# DQN

The goal of this exercise is to implement DQN and to apply it to the cartpole balancing problem. 

In [None]:
try:
 import google.colab
 IN_COLAB = True
except:
 IN_COLAB = False

if IN_COLAB:
 !pip install -U gymnasium pygame moviepy

In [None]:
import numpy as np
rng = np.random.default_rng()
import matplotlib.pyplot as plt
import os
from IPython.display import clear_output
from collections import deque

import gymnasium as gym
print("gym version:", gym.__version__)

import pygame
from moviepy.editor import ImageSequenceClip, ipython_display

import tensorflow as tf
import logging
tf.get_logger().setLevel(logging.ERROR)

class GymRecorder(object):
 """
 Simple wrapper over moviepy to generate a .gif with the frames of a gym environment.
 
 The environment must have the render_mode `rgb_array_list`.
 """
 def __init__(self, env):
 self.env = env
 self._frames = []

 def record(self, frames):
 "To be called at the end of an episode."
 for frame in frames:
 self._frames.append(np.array(frame))

 def make_video(self, filename):
 "Generates the gif video."
 directory = os.path.dirname(os.path.abspath(filename))
 if not os.path.exists(directory):
 os.mkdir(directory)
 self.clip = ImageSequenceClip(list(self._frames), fps=self.env.metadata["render_fps"])
 self.clip.write_gif(filename, fps=self.env.metadata["render_fps"], loop=0)
 del self._frames
 self._frames = []

def running_average(x, N):
 kernel = np.ones(N) / N
 return np.convolve(x, kernel, mode='same')

## Cartpole balancing task

We are going to use the Cartpole balancing problem, which can be loaded with:

```python
gym.make('CartPole-v0')
```

States have 4 continuous values (position and speed of the cart, angle and speed of the pole) and 2 discrete outputs (going left or right). The reward is +1 for each transition where the pole is still standing (angle of less than 30° with the vertical). 

In CartPole-v0, the episode ends when the pole fails or after 200 steps. In CartPole-v1, the maximum episode length is 500 steps, which is too long for us, so we stick to v0 here.

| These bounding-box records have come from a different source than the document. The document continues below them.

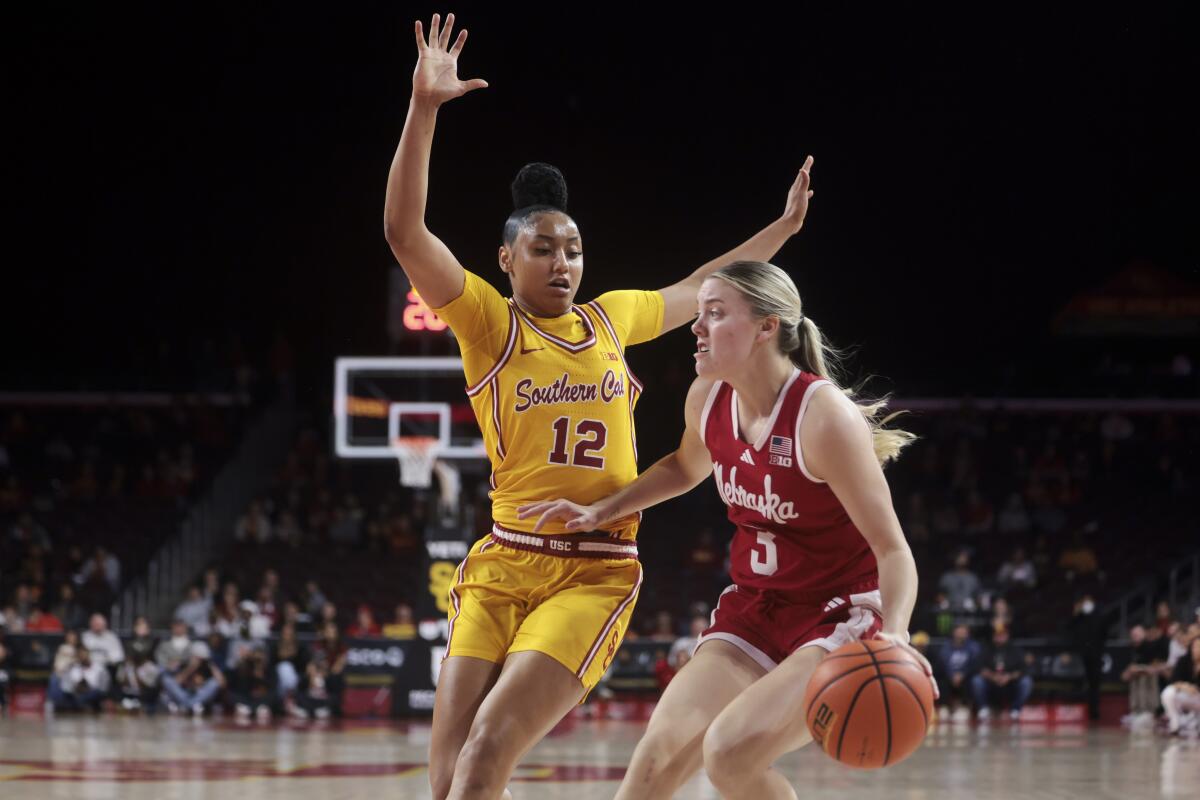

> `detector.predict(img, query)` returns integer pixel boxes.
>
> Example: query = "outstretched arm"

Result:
[383,14,487,308]
[517,378,713,533]
[659,156,812,332]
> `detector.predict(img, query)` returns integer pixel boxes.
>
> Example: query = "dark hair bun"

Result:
[512,161,566,212]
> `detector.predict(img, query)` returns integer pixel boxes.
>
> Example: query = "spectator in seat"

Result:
[116,616,162,711]
[971,627,1033,722]
[154,619,192,675]
[932,625,982,722]
[0,640,12,717]
[223,600,271,669]
[346,603,379,639]
[79,614,125,678]
[962,489,996,536]
[76,546,121,594]
[293,622,346,720]
[53,583,88,631]
[1163,637,1200,736]
[271,622,308,714]
[996,547,1038,589]
[175,587,212,636]
[383,603,416,639]
[162,642,226,717]
[989,597,1013,631]
[48,648,112,711]
[937,551,983,613]
[304,581,329,620]
[1166,621,1188,669]
[233,500,271,545]
[1121,625,1166,728]
[25,606,62,633]
[1058,530,1100,579]
[1154,600,1175,636]
[996,492,1033,535]
[229,650,275,722]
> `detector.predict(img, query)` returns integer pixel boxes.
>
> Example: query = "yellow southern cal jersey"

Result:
[433,272,662,534]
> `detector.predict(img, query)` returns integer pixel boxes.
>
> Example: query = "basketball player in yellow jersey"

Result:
[384,14,812,800]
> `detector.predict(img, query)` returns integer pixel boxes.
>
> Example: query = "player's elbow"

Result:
[383,213,426,254]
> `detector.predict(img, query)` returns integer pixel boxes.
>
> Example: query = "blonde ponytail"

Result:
[710,261,917,464]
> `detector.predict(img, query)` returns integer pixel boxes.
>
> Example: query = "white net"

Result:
[391,437,438,489]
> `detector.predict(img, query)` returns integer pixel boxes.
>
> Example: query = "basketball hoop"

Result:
[391,437,438,489]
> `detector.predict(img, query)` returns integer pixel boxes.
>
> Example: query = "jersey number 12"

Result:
[550,416,608,469]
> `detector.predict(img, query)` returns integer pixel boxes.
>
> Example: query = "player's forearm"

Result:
[686,218,794,291]
[601,452,707,521]
[876,546,917,636]
[383,96,438,247]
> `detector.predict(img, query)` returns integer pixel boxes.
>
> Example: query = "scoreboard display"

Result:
[388,266,454,343]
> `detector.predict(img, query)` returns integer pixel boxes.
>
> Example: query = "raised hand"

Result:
[413,14,487,106]
[517,500,607,534]
[784,156,812,234]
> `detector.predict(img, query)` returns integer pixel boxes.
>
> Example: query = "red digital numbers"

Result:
[404,289,446,331]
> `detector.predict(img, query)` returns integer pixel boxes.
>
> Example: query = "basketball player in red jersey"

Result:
[521,261,936,800]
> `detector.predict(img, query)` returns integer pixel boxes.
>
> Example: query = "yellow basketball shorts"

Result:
[446,525,642,691]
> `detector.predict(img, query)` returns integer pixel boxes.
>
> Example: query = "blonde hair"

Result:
[709,261,917,464]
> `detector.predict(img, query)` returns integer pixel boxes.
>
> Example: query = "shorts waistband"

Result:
[738,578,880,604]
[492,524,637,560]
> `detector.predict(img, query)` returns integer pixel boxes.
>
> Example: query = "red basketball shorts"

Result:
[696,585,883,672]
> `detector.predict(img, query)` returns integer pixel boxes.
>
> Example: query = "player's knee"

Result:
[630,723,688,781]
[430,764,454,800]
[704,720,752,789]
[454,723,506,788]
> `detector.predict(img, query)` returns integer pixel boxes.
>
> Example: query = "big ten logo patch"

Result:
[600,627,620,670]
[430,561,455,613]
[811,703,838,744]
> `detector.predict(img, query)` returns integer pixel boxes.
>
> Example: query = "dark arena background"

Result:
[0,2,1200,799]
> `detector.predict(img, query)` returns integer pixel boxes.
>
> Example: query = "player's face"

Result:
[691,278,762,378]
[500,212,583,317]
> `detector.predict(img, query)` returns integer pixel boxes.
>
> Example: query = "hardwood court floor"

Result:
[0,716,1200,800]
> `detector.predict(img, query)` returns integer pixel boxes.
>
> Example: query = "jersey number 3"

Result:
[750,530,779,575]
[550,416,608,469]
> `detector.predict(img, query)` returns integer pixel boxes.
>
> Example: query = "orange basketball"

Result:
[804,639,934,769]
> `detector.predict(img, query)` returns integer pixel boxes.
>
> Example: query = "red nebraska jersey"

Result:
[700,369,878,600]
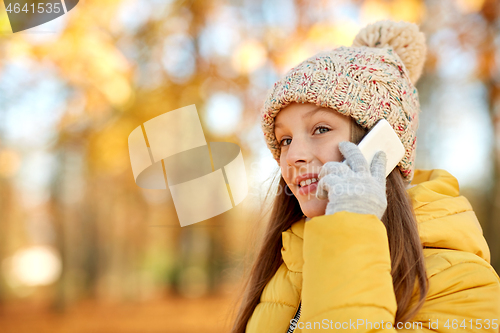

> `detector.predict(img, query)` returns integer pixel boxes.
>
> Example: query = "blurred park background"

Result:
[0,0,500,333]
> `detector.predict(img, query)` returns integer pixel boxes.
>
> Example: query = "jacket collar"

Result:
[291,169,490,263]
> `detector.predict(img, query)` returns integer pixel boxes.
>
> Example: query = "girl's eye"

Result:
[280,139,292,146]
[314,126,330,133]
[280,126,330,147]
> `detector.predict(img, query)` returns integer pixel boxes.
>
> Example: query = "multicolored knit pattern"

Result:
[261,21,425,183]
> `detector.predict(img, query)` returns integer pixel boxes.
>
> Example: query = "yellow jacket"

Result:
[246,169,500,333]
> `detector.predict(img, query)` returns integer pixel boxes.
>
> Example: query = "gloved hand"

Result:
[316,141,387,220]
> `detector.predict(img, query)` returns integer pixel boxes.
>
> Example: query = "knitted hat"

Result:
[261,20,427,183]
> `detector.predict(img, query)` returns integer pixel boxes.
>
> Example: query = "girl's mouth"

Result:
[299,181,318,195]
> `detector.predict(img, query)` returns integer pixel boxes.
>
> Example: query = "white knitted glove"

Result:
[316,141,387,220]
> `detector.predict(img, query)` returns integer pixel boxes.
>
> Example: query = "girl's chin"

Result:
[299,196,328,218]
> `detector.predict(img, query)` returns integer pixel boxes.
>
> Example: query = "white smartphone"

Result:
[343,118,405,177]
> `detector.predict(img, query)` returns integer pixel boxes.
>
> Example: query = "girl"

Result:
[232,21,500,333]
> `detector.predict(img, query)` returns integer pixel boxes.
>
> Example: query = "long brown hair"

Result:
[231,118,429,333]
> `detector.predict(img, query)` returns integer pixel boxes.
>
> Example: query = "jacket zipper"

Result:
[286,301,302,333]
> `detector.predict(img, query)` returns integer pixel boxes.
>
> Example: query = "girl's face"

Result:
[274,102,352,218]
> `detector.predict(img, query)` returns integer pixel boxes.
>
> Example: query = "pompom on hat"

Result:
[261,20,427,183]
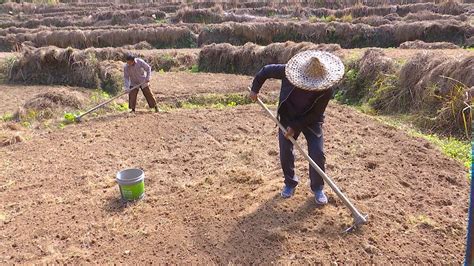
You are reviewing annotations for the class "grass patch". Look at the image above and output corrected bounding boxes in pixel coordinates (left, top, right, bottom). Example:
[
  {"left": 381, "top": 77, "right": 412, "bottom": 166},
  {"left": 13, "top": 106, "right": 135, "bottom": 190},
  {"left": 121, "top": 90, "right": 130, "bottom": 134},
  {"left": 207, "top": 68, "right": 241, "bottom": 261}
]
[
  {"left": 177, "top": 93, "right": 252, "bottom": 109},
  {"left": 362, "top": 110, "right": 471, "bottom": 168},
  {"left": 189, "top": 65, "right": 199, "bottom": 73},
  {"left": 321, "top": 15, "right": 337, "bottom": 23},
  {"left": 0, "top": 113, "right": 15, "bottom": 122}
]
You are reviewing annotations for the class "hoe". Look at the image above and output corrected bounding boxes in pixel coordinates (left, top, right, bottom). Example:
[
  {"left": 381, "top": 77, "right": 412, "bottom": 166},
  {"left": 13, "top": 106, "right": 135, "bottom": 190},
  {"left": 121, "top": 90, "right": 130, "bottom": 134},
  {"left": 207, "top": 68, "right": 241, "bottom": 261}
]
[
  {"left": 248, "top": 88, "right": 368, "bottom": 232},
  {"left": 74, "top": 82, "right": 145, "bottom": 122}
]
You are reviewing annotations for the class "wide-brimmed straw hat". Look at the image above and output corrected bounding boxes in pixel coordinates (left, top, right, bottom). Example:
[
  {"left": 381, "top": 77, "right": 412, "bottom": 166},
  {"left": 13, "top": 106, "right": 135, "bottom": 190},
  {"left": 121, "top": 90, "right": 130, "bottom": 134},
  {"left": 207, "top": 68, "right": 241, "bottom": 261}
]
[{"left": 285, "top": 50, "right": 344, "bottom": 91}]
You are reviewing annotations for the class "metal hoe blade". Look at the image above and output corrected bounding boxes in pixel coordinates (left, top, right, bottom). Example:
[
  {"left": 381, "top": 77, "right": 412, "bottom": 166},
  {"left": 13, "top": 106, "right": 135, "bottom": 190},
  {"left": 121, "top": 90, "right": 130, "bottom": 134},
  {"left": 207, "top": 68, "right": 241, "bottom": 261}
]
[{"left": 248, "top": 88, "right": 368, "bottom": 232}]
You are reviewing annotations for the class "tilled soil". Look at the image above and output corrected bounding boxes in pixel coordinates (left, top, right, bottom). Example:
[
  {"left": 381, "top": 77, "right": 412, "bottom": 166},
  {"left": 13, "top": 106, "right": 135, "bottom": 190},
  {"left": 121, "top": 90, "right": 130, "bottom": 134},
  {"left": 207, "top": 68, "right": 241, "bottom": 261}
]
[{"left": 0, "top": 91, "right": 469, "bottom": 264}]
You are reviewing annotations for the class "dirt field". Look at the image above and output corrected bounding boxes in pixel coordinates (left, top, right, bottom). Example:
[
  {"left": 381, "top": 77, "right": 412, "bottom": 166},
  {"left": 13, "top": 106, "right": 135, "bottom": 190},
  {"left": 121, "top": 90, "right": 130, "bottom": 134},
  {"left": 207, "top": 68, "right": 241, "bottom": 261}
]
[{"left": 0, "top": 73, "right": 469, "bottom": 264}]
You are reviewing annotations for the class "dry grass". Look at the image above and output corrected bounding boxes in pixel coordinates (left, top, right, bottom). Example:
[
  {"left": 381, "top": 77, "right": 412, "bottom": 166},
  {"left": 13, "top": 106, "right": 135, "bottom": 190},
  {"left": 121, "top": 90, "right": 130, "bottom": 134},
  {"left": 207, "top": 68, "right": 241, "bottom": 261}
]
[
  {"left": 198, "top": 21, "right": 470, "bottom": 48},
  {"left": 400, "top": 41, "right": 460, "bottom": 49},
  {"left": 199, "top": 42, "right": 340, "bottom": 75}
]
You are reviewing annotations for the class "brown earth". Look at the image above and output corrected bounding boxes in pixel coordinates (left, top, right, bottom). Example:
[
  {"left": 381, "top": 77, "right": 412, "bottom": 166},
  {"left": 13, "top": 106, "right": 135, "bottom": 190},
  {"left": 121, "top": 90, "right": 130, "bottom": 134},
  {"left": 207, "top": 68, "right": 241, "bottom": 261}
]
[{"left": 0, "top": 74, "right": 469, "bottom": 264}]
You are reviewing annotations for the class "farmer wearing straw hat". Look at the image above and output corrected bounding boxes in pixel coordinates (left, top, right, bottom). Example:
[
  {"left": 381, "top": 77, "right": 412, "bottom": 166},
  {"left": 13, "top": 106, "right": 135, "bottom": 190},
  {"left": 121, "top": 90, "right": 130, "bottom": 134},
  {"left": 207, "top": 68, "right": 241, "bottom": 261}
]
[
  {"left": 123, "top": 54, "right": 158, "bottom": 112},
  {"left": 249, "top": 51, "right": 344, "bottom": 205}
]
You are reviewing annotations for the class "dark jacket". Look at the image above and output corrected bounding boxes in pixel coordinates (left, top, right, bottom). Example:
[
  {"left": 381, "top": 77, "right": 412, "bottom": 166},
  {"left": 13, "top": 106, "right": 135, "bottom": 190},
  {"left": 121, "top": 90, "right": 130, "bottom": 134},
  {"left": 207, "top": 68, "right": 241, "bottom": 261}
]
[{"left": 252, "top": 64, "right": 333, "bottom": 131}]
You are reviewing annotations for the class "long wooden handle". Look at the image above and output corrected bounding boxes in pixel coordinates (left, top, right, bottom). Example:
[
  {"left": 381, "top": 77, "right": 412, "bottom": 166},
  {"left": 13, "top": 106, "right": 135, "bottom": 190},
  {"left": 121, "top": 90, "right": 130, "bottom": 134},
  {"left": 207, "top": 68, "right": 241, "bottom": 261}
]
[{"left": 77, "top": 82, "right": 146, "bottom": 119}]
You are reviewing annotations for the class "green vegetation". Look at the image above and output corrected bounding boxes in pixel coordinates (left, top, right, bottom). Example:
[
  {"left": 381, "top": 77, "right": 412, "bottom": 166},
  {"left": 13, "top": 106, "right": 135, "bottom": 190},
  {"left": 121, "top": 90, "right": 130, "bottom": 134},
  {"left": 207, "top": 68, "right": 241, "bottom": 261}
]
[
  {"left": 177, "top": 93, "right": 251, "bottom": 109},
  {"left": 341, "top": 14, "right": 352, "bottom": 23},
  {"left": 91, "top": 89, "right": 110, "bottom": 103},
  {"left": 368, "top": 111, "right": 471, "bottom": 168}
]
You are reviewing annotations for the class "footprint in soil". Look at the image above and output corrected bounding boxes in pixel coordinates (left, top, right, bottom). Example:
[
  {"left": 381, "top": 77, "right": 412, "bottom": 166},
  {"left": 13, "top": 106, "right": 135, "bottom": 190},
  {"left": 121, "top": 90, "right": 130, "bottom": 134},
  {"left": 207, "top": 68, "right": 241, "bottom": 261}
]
[
  {"left": 104, "top": 197, "right": 133, "bottom": 213},
  {"left": 365, "top": 162, "right": 378, "bottom": 170}
]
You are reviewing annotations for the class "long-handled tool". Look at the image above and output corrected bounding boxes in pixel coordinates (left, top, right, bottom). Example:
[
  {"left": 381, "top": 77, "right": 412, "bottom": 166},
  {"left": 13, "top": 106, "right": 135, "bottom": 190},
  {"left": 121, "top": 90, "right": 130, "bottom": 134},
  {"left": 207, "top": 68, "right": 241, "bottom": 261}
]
[
  {"left": 248, "top": 88, "right": 368, "bottom": 232},
  {"left": 74, "top": 82, "right": 146, "bottom": 122}
]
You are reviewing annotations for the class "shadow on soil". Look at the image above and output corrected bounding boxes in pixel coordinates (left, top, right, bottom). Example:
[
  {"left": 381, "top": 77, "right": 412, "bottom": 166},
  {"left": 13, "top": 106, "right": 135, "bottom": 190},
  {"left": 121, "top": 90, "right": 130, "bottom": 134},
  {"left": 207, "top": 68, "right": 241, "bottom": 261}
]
[{"left": 195, "top": 195, "right": 341, "bottom": 265}]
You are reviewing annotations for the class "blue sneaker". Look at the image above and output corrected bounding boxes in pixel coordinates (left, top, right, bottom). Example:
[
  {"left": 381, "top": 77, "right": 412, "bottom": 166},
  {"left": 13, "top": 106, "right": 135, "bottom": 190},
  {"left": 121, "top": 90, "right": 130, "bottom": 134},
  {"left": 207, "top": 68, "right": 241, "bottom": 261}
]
[
  {"left": 281, "top": 185, "right": 296, "bottom": 199},
  {"left": 314, "top": 189, "right": 328, "bottom": 205}
]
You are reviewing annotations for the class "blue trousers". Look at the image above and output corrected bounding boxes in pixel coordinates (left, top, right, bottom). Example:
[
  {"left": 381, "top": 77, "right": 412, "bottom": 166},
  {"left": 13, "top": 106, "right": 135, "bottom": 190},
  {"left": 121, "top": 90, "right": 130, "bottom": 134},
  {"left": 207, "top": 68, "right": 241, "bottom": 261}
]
[{"left": 278, "top": 123, "right": 326, "bottom": 191}]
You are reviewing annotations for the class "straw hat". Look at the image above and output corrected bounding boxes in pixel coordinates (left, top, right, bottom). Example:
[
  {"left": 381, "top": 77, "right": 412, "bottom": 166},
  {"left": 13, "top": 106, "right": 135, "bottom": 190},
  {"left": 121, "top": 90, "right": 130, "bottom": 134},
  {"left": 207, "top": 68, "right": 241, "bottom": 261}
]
[{"left": 285, "top": 50, "right": 344, "bottom": 91}]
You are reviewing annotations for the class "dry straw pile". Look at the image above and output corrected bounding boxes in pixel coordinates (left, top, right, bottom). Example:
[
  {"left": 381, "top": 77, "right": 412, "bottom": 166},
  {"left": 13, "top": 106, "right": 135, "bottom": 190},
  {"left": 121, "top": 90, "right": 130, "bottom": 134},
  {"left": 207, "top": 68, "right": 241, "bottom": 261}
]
[
  {"left": 0, "top": 26, "right": 196, "bottom": 50},
  {"left": 199, "top": 42, "right": 341, "bottom": 75},
  {"left": 198, "top": 21, "right": 474, "bottom": 48}
]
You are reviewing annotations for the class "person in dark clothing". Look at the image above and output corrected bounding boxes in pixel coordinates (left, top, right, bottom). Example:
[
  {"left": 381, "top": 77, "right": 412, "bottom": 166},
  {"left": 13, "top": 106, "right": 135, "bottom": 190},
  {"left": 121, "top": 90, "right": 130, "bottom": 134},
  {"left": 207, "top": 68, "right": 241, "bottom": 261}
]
[
  {"left": 249, "top": 51, "right": 344, "bottom": 205},
  {"left": 123, "top": 54, "right": 158, "bottom": 112}
]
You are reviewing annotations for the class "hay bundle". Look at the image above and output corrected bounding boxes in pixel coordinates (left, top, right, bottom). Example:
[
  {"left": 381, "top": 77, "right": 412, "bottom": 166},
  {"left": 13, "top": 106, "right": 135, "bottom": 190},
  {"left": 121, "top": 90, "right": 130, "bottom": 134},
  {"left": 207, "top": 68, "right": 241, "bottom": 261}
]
[
  {"left": 199, "top": 42, "right": 340, "bottom": 75},
  {"left": 23, "top": 91, "right": 82, "bottom": 110},
  {"left": 352, "top": 16, "right": 392, "bottom": 27},
  {"left": 123, "top": 41, "right": 154, "bottom": 50},
  {"left": 198, "top": 20, "right": 473, "bottom": 48},
  {"left": 399, "top": 41, "right": 460, "bottom": 49},
  {"left": 99, "top": 60, "right": 124, "bottom": 95},
  {"left": 13, "top": 89, "right": 86, "bottom": 121},
  {"left": 5, "top": 26, "right": 196, "bottom": 49},
  {"left": 9, "top": 47, "right": 99, "bottom": 88},
  {"left": 338, "top": 48, "right": 395, "bottom": 105},
  {"left": 172, "top": 6, "right": 224, "bottom": 24}
]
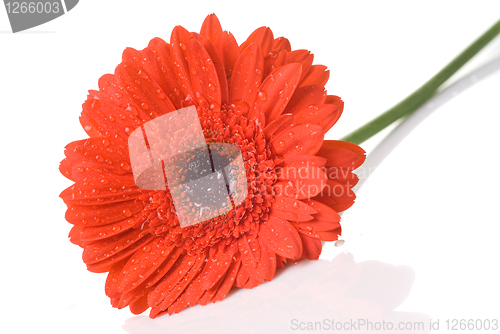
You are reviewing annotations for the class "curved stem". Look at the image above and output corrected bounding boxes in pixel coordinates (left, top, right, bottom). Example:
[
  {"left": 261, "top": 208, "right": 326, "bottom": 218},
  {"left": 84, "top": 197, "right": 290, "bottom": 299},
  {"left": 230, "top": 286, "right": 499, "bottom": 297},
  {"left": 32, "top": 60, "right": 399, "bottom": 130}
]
[{"left": 340, "top": 21, "right": 500, "bottom": 145}]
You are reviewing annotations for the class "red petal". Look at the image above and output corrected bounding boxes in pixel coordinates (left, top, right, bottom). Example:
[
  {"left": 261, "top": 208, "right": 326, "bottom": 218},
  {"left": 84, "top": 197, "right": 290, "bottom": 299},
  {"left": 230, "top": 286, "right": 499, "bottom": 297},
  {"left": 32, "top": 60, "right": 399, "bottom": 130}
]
[
  {"left": 148, "top": 37, "right": 165, "bottom": 50},
  {"left": 65, "top": 137, "right": 131, "bottom": 177},
  {"left": 80, "top": 218, "right": 135, "bottom": 243},
  {"left": 277, "top": 166, "right": 327, "bottom": 199},
  {"left": 200, "top": 14, "right": 222, "bottom": 43},
  {"left": 104, "top": 260, "right": 126, "bottom": 300},
  {"left": 314, "top": 180, "right": 356, "bottom": 212},
  {"left": 271, "top": 196, "right": 316, "bottom": 221},
  {"left": 211, "top": 255, "right": 241, "bottom": 305},
  {"left": 200, "top": 246, "right": 236, "bottom": 290},
  {"left": 317, "top": 140, "right": 366, "bottom": 169},
  {"left": 272, "top": 37, "right": 292, "bottom": 52},
  {"left": 115, "top": 61, "right": 176, "bottom": 118},
  {"left": 242, "top": 237, "right": 276, "bottom": 289},
  {"left": 82, "top": 229, "right": 149, "bottom": 264},
  {"left": 217, "top": 31, "right": 240, "bottom": 79},
  {"left": 256, "top": 64, "right": 301, "bottom": 124},
  {"left": 201, "top": 38, "right": 229, "bottom": 103},
  {"left": 68, "top": 226, "right": 83, "bottom": 247},
  {"left": 259, "top": 216, "right": 302, "bottom": 259},
  {"left": 129, "top": 295, "right": 149, "bottom": 314},
  {"left": 240, "top": 27, "right": 274, "bottom": 57},
  {"left": 119, "top": 237, "right": 176, "bottom": 292},
  {"left": 270, "top": 124, "right": 323, "bottom": 158},
  {"left": 95, "top": 74, "right": 136, "bottom": 111},
  {"left": 118, "top": 247, "right": 182, "bottom": 307},
  {"left": 285, "top": 85, "right": 326, "bottom": 116},
  {"left": 288, "top": 50, "right": 314, "bottom": 82},
  {"left": 59, "top": 176, "right": 142, "bottom": 205},
  {"left": 264, "top": 49, "right": 288, "bottom": 77},
  {"left": 87, "top": 233, "right": 153, "bottom": 273},
  {"left": 80, "top": 98, "right": 143, "bottom": 143},
  {"left": 148, "top": 255, "right": 205, "bottom": 318},
  {"left": 170, "top": 26, "right": 194, "bottom": 99},
  {"left": 238, "top": 234, "right": 260, "bottom": 268},
  {"left": 300, "top": 65, "right": 330, "bottom": 87},
  {"left": 229, "top": 43, "right": 264, "bottom": 106},
  {"left": 156, "top": 43, "right": 186, "bottom": 109},
  {"left": 300, "top": 234, "right": 322, "bottom": 260},
  {"left": 264, "top": 114, "right": 297, "bottom": 140},
  {"left": 307, "top": 200, "right": 340, "bottom": 223},
  {"left": 321, "top": 95, "right": 344, "bottom": 132},
  {"left": 66, "top": 200, "right": 144, "bottom": 226},
  {"left": 188, "top": 39, "right": 221, "bottom": 107},
  {"left": 295, "top": 104, "right": 342, "bottom": 133},
  {"left": 280, "top": 155, "right": 326, "bottom": 168}
]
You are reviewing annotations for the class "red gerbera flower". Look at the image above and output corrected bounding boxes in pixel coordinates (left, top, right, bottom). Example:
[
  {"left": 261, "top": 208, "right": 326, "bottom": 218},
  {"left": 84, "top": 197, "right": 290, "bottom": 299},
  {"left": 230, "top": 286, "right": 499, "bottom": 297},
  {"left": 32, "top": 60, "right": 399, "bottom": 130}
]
[{"left": 60, "top": 15, "right": 364, "bottom": 317}]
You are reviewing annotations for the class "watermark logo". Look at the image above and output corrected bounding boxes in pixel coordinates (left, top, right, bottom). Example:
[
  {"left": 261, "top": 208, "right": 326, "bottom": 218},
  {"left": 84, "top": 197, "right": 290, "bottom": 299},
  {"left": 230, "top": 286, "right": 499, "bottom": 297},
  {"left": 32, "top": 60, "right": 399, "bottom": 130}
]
[
  {"left": 4, "top": 0, "right": 78, "bottom": 33},
  {"left": 128, "top": 106, "right": 248, "bottom": 227}
]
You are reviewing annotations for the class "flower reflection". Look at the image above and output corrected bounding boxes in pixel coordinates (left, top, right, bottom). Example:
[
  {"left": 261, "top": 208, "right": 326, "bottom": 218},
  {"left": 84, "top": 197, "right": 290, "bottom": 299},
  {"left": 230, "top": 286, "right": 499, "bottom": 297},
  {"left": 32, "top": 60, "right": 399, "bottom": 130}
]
[{"left": 123, "top": 253, "right": 430, "bottom": 334}]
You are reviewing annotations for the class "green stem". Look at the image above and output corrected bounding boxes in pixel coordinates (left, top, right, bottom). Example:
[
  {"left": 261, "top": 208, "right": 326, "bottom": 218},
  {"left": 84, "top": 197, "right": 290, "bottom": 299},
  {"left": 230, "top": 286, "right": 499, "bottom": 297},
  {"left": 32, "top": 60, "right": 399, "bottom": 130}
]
[{"left": 340, "top": 21, "right": 500, "bottom": 145}]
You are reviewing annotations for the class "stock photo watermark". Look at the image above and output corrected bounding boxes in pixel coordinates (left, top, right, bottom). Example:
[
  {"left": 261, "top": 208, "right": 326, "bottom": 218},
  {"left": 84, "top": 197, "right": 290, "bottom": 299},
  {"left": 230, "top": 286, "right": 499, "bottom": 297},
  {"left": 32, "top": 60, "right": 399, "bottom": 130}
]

The maximal (undiscounted) return is therefore 200. Can DQN learn this?

In [None]:
# Create the environment
env = gym.make('CartPole-v0', render_mode="rgb_array_list")
recorder = GymRecorder(env)

# Sample the initial state
state, info = env.reset()

# One episode:
done = False
return_episode = 0
while not done:

 # Select an action randomly
 action = env.action_space.sample()
 
 # Sample a single transition
 next_state, reward, terminal, truncated, info = env.step(action)

 # End of the episode
 done = terminal or truncated

 # Update undiscounted return
 return_episode += reward
 
 # Go in the next state
 state = next_state

print("Return:", return_episode)

recorder.record(env.render())
video = "videos/cartpole.gif"
recorder.make_video(video)
ipython_display(video)

As the problem is quite simple (4 state variables, 2 actions), DQN can run on a single CPU. However, we advise that you run the notebook on a GPU in Colab to avoid emptying the battery of your laptop too fast or making it too warm as training takes quite a long time.

We will stop from now on to display the cartpole on colab, as we want to go fast.

## Creating the model

The first step is to create the value network using `keras`. We will not need anything fancy: a simple fully connected network with 4 input neurons, two hidden layers of 64 neurons each and 2 output neurons will do the trick. ReLU activation functions all along and the Adam optimizer.

**Q:** Which loss function should we use? Think about which arguments have to passed to `model.compile()` and what activation function is required in the output layer.

We will need to create two identical networks: the trained network and the target network. You should therefore create a method that returns a compiled model, so it can be called two times. You should pass it the environment (so the network can know how many input and output neurons it needs) and the learning rate for the Adam optimizer.

```python
def create_model(env, lr):
 
 model = Sequential()

 # ...

 return model
```

**Q:** Implement the method accordingly.

Let's test this method by creating the trained and target networks.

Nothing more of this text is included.